Can you believe I’m already on day 19 of my 22-day vegan challenge? To find out more about the Marco Borges’ 22-Day Revolution, and begin with day zero, click here!

(Click here to be taken to the Amazon page to purchase your own copy, through my affiliate link: The 22-Day Revolution: The plant-based programme that will transform your body, reset your habits, and change your life.)

Another day, another juice: Orange You Happy. This was made with one grapefruit, two oranges, a lemon and some ginger. I only used half a lemon – too much acid in one glass for me, otherwise! Calories were 211.

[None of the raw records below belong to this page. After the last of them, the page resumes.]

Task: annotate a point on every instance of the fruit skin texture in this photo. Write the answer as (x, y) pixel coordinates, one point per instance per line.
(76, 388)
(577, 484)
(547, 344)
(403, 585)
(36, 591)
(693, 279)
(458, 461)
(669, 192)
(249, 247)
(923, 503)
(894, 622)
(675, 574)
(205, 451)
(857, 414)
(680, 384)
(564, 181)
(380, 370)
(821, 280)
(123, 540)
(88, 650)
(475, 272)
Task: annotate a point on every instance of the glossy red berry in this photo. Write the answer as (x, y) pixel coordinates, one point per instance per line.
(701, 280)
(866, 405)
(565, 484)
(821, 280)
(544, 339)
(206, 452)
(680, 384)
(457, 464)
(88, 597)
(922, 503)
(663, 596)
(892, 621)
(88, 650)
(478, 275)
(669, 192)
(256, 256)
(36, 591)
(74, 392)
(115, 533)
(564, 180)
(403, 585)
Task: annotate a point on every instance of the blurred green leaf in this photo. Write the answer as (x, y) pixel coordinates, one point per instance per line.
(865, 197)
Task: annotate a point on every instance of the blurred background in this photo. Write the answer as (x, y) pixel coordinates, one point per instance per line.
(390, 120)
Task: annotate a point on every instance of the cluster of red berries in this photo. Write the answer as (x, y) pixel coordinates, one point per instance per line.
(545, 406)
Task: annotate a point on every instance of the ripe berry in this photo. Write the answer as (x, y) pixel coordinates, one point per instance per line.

Lunch was a brown rice and kale bowl – I decided to cook my kale in the rice cooker to make it a little easier on my stomach. (I just washed it and placed it on the cooking rice, it steamed perfectly!). The idea is to make a dish of brown rice (200g, although I used 120g of cooked rice), then add kale and veggies as you like, topped with a balsamic dressing. I didn’t fancy a dressing so I just ate mine plain, topped with carrots, pepper, and broccoli. I loved this combo because the grated carrot really added a sweetness to the rice. The bowl was around 229 calories. My husband had a bacon and cheese pasta bake for lunch and spend the rest of the day moaning he was too full and bloated – but I felt pretty good after my meal!

Dinner was vegetable curry again – and I added some turmeric for colour this time too. I made it with green, yellow and red pepper, broccoli and spinach. It’s very easy to adapt this for meat eaters, you just separate theirs out and pop in some chicken to poach in the curry. The bowl comes in at about 520 calories, and you get a lot!

I had a weigh-in this morning and I’d actually lost another pound, which was awesome (down 11 in total). On the downside, I was plagued by a horde of snack-demons again today (it’s deadline week and I snack when I’m nervous!). In total, my calories were 1519 with the addition of some fruit, nuts, vegan chocolate and some peanut butter on gluten-free bread.

I’ve got three more days of this diet left – I’m looking forward to eating some of the things I’ve been craving (like salmon!), but I’m also looking forward to incorporating some of these new recipes into my diet, and eating a lot more vegetables.